Randomized higher-order tensor renormalization group

TL;DR

This paper introduces a randomized higher-order tensor renormalization group (HOTRG) method that reduces computational costs using randomized SVD, with consistent results compared to traditional HOTRG.

Contribution

The paper develops a novel randomized HOTRG approach and variants like MDTRG and Triad-MDTRG, improving efficiency for tensor network calculations.

Findings

The randomized HOTRG achieves similar accuracy to standard HOTRG.

The computational cost is significantly reduced with the new methods.

Results are consistent across different tensor network formulations.

Abstract

The higher-order tensor renormalization group (HOTRG) is a fundamental method to calculate the physical quantities by using a tensor network representation. This method is based on the singular value decomposition (SVD) to take the contraction of all indices in the network with an approximation. For the SVD, randomized singular value decomposition (R-SVD) is a powerful method to reduce computational costs of SVD. However, HOTRG with the randomized method is not established.
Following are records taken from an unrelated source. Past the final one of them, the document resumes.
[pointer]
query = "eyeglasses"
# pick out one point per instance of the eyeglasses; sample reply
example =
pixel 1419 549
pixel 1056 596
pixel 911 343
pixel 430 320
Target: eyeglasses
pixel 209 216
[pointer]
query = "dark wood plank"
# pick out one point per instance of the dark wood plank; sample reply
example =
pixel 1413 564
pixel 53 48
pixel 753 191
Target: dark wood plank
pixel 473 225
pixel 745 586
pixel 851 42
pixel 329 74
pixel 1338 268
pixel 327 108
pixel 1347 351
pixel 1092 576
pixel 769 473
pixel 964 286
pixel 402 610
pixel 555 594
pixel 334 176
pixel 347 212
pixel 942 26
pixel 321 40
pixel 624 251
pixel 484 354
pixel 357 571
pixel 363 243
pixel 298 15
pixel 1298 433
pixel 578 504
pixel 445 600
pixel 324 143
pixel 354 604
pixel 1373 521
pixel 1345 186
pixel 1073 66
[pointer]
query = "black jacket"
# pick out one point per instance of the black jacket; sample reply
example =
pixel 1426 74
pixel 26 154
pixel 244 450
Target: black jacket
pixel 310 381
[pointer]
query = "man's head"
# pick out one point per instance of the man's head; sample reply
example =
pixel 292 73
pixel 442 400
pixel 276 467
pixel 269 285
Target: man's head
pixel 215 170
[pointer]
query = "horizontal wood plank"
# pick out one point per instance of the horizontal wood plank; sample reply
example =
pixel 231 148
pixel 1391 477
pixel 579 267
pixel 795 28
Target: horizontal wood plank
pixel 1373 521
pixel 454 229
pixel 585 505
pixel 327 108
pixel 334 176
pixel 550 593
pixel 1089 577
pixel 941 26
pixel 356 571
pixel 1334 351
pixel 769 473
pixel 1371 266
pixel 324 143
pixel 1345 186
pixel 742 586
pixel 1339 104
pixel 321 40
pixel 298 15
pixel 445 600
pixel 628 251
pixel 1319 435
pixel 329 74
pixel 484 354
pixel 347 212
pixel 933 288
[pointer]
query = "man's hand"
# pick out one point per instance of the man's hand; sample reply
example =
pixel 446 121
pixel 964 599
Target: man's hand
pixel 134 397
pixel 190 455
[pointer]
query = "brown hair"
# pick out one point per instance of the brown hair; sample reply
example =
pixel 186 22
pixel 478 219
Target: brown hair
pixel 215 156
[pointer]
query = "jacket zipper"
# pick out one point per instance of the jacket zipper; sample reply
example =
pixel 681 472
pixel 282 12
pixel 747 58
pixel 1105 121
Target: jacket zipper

We propose a randomized HOTRG method in a dimension $d$ with the computational cost $O(D^{3d})$ depending on the truncated bond dimension $D$. We also introduce the minimally-decomposed TRG (MDTRG) as the R-HOTRG on the tensor of order $d+1$ with $O(D^{2d + 1})$ and a triad representation of the MDTRG (Triad-MDTRG) with $O(D^{d+3})$. The results from these formulations are consistent with the HOTRG result with the same truncated bond dimension $D$.